As for the three co-hosts who reportedly did let WNYC know they had problems with Hockenberry, the first, Nigerian-American broadcaster Adaora Udoji, was gone after eight months. (She declined to comment; she reportedly signed a nondisclosure agreement with the station.) The vacant seat was filled, for about four months, by African-American journalist Farai Chideya. Initially Hockenberry was friendly, she said, but when it seemed like she might become a regular, he “got nastier.” One day, after a story meeting in which Hockenberry became argumentative, she said, he called her into his office. “You shouldn’t stay here just as a ‘diversity hire,’” he told her, according to Chideya. “And you should go lose weight.” Chideya said she recounted the incident to CEO Walker, who called it “horrifying” but didn’t propose any action. A few weeks afterward, Chideya decided to leave “The Takeaway.” She is now a program officer for journalism at the Ford Foundation, but she said the experience “derailed” her for a time: “All these decisions have consequences. Public radio doesn’t become more diverse if you keep protecting people who abuse women of color, or just women.”

Her successor, African-American Celeste Headlee, said she came into the job hearing about the conflict between Udoji and Hockenberry, and she had hoped that she’d be able to handle him better.

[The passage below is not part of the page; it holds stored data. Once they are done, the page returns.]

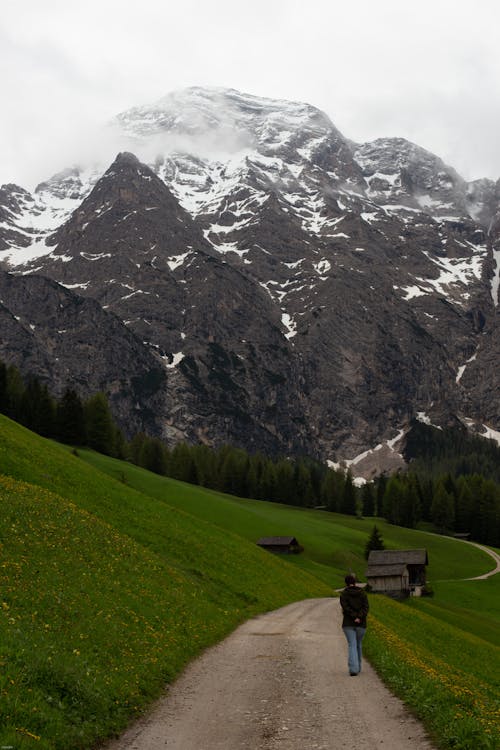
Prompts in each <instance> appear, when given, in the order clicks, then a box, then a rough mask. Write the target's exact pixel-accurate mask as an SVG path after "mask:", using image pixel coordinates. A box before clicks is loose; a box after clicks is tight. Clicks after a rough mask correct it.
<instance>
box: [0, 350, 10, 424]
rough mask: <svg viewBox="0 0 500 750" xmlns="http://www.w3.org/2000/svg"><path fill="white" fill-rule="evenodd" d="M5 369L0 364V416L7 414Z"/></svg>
mask: <svg viewBox="0 0 500 750" xmlns="http://www.w3.org/2000/svg"><path fill="white" fill-rule="evenodd" d="M7 410H8V399H7V367H6V365H4V363H3V362H0V414H7Z"/></svg>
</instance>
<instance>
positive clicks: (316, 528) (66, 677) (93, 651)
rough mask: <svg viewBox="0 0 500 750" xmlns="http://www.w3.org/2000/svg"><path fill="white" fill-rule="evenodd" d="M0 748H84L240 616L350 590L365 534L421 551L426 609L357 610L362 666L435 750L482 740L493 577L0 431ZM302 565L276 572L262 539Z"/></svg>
mask: <svg viewBox="0 0 500 750" xmlns="http://www.w3.org/2000/svg"><path fill="white" fill-rule="evenodd" d="M0 505H1V514H0V587H1V588H0V591H1V594H0V605H1V609H0V644H1V645H0V666H1V670H0V695H1V698H2V699H1V700H0V746H12V747H13V748H16V750H17V748H22V749H23V748H32V747H39V748H44V749H46V750H48V749H49V748H50V749H54V750H59V749H61V750H62V749H63V748H64V750H73V748H74V749H75V750H76V749H78V748H81V749H82V750H83V748H90V747H92V746H94V744H95V742H96V740H98V739H99V738H103V737H106V736H108V735H110V734H112V733H114V732H116V731H118V730H119V729H120V728H121V727H123V726H124V725H125V724H126V723H127V722H128V721H129V720H130V719H131V718H132V717H133V716H134V715H136V714H138V713H140V712H141V711H142V710H143V709H144V708H145V707H146V706H147V705H148V704H149V703H150V702H151V701H152V700H153V699H154V698H155V697H156V696H157V695H158V694H159V693H160V692H161V690H162V688H163V687H164V685H165V683H168V682H170V681H171V680H172V679H173V678H174V677H175V675H176V674H178V672H179V671H180V670H181V669H182V667H183V666H184V665H185V664H186V663H187V662H188V661H189V660H191V659H192V658H194V657H195V656H196V655H197V654H198V653H199V652H200V651H201V650H202V649H203V648H204V647H205V646H207V645H209V644H212V643H214V642H216V641H218V640H220V639H221V638H222V637H224V635H225V634H227V633H228V632H230V631H231V630H232V629H234V627H236V625H237V624H239V623H240V622H241V621H242V620H245V619H247V618H248V617H250V616H252V615H254V614H257V613H258V612H263V611H266V610H269V609H274V608H277V607H279V606H282V605H284V604H286V603H288V602H290V601H294V600H298V599H304V598H307V597H310V596H313V597H316V596H329V595H331V594H332V589H333V588H339V587H340V586H341V585H342V584H343V576H344V574H345V572H346V570H348V569H349V568H352V569H353V570H354V571H355V572H356V573H357V574H358V575H359V576H360V577H361V578H363V574H364V571H365V567H366V562H365V560H364V557H363V551H364V546H365V543H366V540H367V538H368V535H369V533H370V531H371V529H372V528H373V524H374V523H375V522H376V523H377V526H378V527H379V529H380V531H381V532H382V536H383V538H384V541H385V543H386V546H387V547H390V548H398V547H399V548H404V547H426V548H427V550H428V552H429V559H430V565H429V569H428V577H429V579H430V580H431V582H432V586H433V588H434V590H435V592H436V595H435V597H433V598H432V599H410V600H408V601H407V602H404V603H398V602H394V601H392V600H390V599H387V598H386V597H379V596H376V595H375V596H374V595H371V596H370V626H369V630H368V635H367V638H366V639H365V643H366V653H367V655H368V657H369V659H370V661H371V663H372V664H373V666H375V668H376V669H377V671H378V672H379V674H380V675H381V676H382V677H383V679H384V680H385V681H386V682H387V683H388V684H389V685H390V686H391V688H392V689H393V690H394V691H395V692H396V693H398V694H399V695H401V697H402V698H403V699H404V700H405V701H406V702H407V703H408V705H410V706H411V707H412V709H413V710H414V712H415V713H416V715H418V716H420V717H421V718H422V719H423V721H424V722H425V724H426V727H427V728H428V730H429V732H430V733H431V734H432V736H433V738H434V741H435V744H436V746H437V747H443V748H450V749H451V748H454V750H478V749H480V748H484V750H491V749H492V748H494V747H496V742H497V740H498V716H499V708H498V700H497V696H498V694H499V688H500V685H499V684H498V674H500V647H499V637H498V633H499V632H500V628H499V625H500V610H499V606H498V602H499V601H500V596H499V595H500V576H498V575H496V576H494V577H492V578H489V579H487V580H485V581H463V580H461V579H464V578H469V577H471V576H474V575H480V574H482V573H485V572H486V571H488V570H490V569H491V568H492V567H493V564H492V560H491V558H490V557H489V556H487V555H486V554H485V553H484V552H482V551H481V550H479V549H477V548H476V547H473V546H470V545H465V544H463V543H460V542H458V541H456V540H453V539H450V538H446V537H440V536H437V535H434V534H428V533H425V532H421V531H415V530H411V529H405V528H400V527H397V526H392V525H390V524H386V523H385V522H384V521H383V520H381V519H373V518H369V519H364V520H360V519H357V518H354V517H352V516H341V515H337V514H332V513H325V512H322V511H314V510H305V509H300V508H295V507H289V506H284V505H279V504H276V503H267V502H263V501H254V500H245V499H241V498H236V497H231V496H228V495H222V494H220V493H217V492H213V491H207V490H204V489H202V488H200V487H195V486H192V485H188V484H185V483H182V482H178V481H175V480H171V479H169V478H166V477H160V476H157V475H155V474H151V473H149V472H147V471H145V470H143V469H140V468H138V467H136V466H133V465H131V464H129V463H125V462H120V461H117V460H114V459H111V458H109V457H105V456H102V455H100V454H97V453H94V452H92V451H84V450H81V451H78V454H74V453H73V452H72V451H71V449H69V448H66V447H63V446H61V445H59V444H56V443H53V442H51V441H47V440H44V439H42V438H39V437H38V436H36V435H34V434H32V433H30V432H29V431H27V430H25V429H23V428H22V427H20V426H19V425H17V424H15V423H13V422H11V421H9V420H8V419H6V418H4V417H2V416H0ZM275 534H279V535H285V534H291V535H294V536H296V537H298V539H299V541H300V542H301V544H303V545H304V547H305V550H304V552H303V554H301V555H298V556H287V557H286V559H281V558H276V557H274V556H272V555H269V554H268V553H265V552H262V551H261V550H259V549H258V548H257V547H256V545H255V542H256V540H257V539H258V538H259V537H260V536H268V535H275Z"/></svg>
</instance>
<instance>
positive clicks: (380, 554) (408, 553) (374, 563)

But as Headlee laid out in emails to her superiors in April 2012, Hockenberry was professionally “sabotaging” her; he interrupted her on air, “trampled” her lead-ins, and didn’t “allow guests to finish answering questions [she] posed.” If she tried to discuss it with him, he’d blow up, she told the station, insulting her publicly. As a solution, her boss arranged sessions for Headlee with a “radio personality” coach, who Headlee said focused mainly on teaching her how to deal with a “difficult personality” — how to keep from getting “rattled.” (As far as Headlee knows, Hockenberry was not asked to get any coaching — which isn’t surprising, she added, because one of the station’s execs told her that the only reason Hockenberry was “misbehaving” was that she wasn’t doing her job well.) Four months after she filed a formal grievance, the station decided not to renew her contract. “How did John keep his job for so long?” she mused. “Men like John are protected for decades.”

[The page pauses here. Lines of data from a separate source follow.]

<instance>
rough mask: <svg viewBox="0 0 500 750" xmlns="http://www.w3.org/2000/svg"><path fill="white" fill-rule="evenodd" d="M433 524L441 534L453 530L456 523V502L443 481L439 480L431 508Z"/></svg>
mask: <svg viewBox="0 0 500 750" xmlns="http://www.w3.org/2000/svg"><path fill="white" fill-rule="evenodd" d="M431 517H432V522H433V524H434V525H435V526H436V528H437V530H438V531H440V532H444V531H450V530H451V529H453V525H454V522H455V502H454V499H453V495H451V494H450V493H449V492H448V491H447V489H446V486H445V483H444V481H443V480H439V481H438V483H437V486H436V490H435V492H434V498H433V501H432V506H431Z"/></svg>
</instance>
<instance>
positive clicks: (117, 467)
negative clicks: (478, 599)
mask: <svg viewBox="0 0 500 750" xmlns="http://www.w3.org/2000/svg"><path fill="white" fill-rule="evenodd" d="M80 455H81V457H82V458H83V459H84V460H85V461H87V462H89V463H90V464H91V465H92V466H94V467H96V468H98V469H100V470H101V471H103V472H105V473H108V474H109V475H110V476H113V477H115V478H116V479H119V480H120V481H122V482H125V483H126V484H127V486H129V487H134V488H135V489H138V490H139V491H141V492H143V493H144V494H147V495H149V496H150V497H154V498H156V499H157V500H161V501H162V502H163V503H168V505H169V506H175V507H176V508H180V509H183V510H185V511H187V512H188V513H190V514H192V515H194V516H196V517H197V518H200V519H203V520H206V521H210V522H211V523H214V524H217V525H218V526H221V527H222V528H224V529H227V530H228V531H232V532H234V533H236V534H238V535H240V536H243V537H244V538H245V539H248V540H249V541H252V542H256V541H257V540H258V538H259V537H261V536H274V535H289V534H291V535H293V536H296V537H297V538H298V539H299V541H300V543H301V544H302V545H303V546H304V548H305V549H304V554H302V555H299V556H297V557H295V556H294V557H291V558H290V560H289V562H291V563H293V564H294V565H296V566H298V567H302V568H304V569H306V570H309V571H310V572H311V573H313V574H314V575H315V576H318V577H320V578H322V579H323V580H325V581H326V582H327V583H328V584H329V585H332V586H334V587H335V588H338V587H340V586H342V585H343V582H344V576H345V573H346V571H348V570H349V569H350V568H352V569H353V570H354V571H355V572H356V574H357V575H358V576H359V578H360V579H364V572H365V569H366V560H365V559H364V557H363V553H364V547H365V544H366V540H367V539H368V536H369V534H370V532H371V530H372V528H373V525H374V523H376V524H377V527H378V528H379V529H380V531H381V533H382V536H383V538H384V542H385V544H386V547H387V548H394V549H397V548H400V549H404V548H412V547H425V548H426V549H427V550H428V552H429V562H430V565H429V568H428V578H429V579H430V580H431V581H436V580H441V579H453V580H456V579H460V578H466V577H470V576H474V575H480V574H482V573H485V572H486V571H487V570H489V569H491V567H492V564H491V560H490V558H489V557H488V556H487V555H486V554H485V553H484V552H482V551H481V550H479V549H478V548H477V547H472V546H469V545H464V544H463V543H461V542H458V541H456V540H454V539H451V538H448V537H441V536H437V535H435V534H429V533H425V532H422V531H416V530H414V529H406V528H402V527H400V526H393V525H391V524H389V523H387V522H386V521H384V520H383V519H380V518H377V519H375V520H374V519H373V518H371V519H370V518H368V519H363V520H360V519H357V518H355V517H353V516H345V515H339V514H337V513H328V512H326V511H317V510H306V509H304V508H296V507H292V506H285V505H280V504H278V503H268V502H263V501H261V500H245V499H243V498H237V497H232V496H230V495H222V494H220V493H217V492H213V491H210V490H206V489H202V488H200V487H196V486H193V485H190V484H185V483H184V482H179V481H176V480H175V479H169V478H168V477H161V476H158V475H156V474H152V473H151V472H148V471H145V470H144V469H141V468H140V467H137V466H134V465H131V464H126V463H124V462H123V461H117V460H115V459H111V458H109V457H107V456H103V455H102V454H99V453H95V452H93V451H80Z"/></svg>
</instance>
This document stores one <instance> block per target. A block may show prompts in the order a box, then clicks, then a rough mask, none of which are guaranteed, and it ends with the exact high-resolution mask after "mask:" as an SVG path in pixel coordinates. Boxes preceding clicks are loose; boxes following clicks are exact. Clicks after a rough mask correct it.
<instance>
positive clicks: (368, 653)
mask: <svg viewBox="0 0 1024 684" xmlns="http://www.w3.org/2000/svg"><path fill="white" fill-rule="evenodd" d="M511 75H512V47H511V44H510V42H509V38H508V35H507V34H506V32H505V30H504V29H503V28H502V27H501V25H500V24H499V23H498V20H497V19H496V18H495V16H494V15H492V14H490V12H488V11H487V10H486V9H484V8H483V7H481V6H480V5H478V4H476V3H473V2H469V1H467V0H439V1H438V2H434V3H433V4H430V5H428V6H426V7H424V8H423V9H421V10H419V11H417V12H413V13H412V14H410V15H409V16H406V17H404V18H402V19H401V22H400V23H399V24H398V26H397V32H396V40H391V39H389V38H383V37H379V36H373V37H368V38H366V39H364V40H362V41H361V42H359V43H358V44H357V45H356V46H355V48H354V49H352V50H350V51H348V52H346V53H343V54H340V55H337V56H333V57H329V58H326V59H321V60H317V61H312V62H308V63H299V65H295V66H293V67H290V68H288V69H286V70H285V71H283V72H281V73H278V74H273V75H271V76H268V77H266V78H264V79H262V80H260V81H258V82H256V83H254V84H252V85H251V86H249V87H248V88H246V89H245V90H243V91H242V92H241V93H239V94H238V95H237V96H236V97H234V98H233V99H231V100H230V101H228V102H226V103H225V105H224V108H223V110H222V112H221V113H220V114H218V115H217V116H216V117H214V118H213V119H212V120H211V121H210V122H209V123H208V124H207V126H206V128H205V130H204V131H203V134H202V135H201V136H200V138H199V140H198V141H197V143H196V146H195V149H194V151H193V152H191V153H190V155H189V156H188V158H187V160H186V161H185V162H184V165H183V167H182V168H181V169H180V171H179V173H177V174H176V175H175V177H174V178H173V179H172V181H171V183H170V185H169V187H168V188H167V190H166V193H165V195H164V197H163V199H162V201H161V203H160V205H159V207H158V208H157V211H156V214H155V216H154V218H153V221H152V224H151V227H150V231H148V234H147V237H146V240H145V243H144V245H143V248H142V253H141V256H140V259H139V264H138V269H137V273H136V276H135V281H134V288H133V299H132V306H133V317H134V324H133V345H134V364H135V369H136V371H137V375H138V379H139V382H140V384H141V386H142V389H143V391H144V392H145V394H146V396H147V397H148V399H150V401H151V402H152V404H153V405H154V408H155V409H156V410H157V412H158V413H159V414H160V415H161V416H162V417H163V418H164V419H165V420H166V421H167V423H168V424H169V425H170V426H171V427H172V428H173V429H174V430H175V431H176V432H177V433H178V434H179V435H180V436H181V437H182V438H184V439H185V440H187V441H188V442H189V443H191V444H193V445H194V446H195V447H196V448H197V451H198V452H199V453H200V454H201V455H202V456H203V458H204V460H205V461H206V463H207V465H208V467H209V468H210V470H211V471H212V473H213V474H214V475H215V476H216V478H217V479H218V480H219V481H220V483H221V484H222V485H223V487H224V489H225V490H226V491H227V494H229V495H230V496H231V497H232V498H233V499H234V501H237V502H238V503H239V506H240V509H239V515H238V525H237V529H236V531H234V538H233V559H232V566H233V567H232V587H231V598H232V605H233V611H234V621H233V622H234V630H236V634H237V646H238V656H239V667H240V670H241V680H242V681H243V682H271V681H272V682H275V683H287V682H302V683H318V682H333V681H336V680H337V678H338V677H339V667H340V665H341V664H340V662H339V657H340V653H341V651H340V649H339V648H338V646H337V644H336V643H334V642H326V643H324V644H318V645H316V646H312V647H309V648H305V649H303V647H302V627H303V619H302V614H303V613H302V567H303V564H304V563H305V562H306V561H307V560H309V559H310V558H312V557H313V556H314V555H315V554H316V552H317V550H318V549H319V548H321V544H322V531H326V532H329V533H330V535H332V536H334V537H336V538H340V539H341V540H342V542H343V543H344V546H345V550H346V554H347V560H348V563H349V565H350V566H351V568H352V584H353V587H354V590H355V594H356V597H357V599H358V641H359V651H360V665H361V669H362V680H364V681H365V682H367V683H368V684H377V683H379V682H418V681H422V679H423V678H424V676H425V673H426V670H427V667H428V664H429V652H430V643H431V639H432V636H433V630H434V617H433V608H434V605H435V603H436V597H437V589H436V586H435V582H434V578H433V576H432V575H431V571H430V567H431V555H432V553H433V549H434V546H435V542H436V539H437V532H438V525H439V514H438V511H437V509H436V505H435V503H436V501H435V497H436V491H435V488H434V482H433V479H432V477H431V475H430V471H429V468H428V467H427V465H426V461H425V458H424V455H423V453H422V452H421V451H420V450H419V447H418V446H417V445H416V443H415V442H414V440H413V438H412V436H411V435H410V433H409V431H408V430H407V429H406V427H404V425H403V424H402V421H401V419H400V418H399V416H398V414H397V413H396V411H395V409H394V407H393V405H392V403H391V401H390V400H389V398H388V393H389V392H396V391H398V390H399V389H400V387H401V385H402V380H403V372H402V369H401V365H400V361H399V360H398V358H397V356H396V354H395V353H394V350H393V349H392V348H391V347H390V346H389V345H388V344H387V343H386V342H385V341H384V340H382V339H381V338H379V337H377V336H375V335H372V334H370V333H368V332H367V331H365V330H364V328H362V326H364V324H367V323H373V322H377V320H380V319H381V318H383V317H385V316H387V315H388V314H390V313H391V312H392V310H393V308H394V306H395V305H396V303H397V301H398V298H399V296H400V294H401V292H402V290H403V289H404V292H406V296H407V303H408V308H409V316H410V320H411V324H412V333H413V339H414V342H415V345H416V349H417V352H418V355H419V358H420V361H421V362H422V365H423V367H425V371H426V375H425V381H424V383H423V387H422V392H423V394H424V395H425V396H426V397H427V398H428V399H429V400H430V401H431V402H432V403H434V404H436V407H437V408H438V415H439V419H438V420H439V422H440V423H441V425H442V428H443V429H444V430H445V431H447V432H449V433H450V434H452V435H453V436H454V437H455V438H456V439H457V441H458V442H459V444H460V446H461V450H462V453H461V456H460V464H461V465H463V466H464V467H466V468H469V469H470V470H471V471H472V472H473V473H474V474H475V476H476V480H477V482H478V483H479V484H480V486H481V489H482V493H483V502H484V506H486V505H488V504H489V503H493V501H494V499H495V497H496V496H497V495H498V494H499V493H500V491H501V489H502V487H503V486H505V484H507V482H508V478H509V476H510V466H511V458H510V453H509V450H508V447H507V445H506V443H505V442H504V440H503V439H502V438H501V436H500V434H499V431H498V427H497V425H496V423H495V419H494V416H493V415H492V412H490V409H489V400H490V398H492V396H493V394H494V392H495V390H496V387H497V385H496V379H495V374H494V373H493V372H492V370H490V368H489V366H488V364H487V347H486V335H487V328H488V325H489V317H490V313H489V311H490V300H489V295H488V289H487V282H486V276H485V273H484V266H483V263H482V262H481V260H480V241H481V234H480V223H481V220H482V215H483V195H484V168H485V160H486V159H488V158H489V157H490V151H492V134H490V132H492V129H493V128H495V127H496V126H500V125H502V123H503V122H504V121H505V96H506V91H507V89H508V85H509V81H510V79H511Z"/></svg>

In early November, a week before I contacted her, Kristen Meinzer wrote a letter to Walker reporting what happened to her, a year and a half after she’d left WNYC. “I just need to get this off my chest because it makes me feel awful to be carrying this around with me,” she wrote. “I hate the psychological toll this has taken on me.” What so bothered her, Meinzer told me, was the way what happened altered her view of herself. “I’d like to think I am the person who speaks up when I see something bad happening, but then I didn’t,” she said. “It’s the guilt. Anything he may have done to someone else — did I contribute to that?”

As for Hockenberry, when I first emailed him about this story, he said he was “currently searching for employment.” Since leaving “The Takeaway,” the last job I could find that he’d held was in September — as a guest host on Charlie Rose’s PBS show.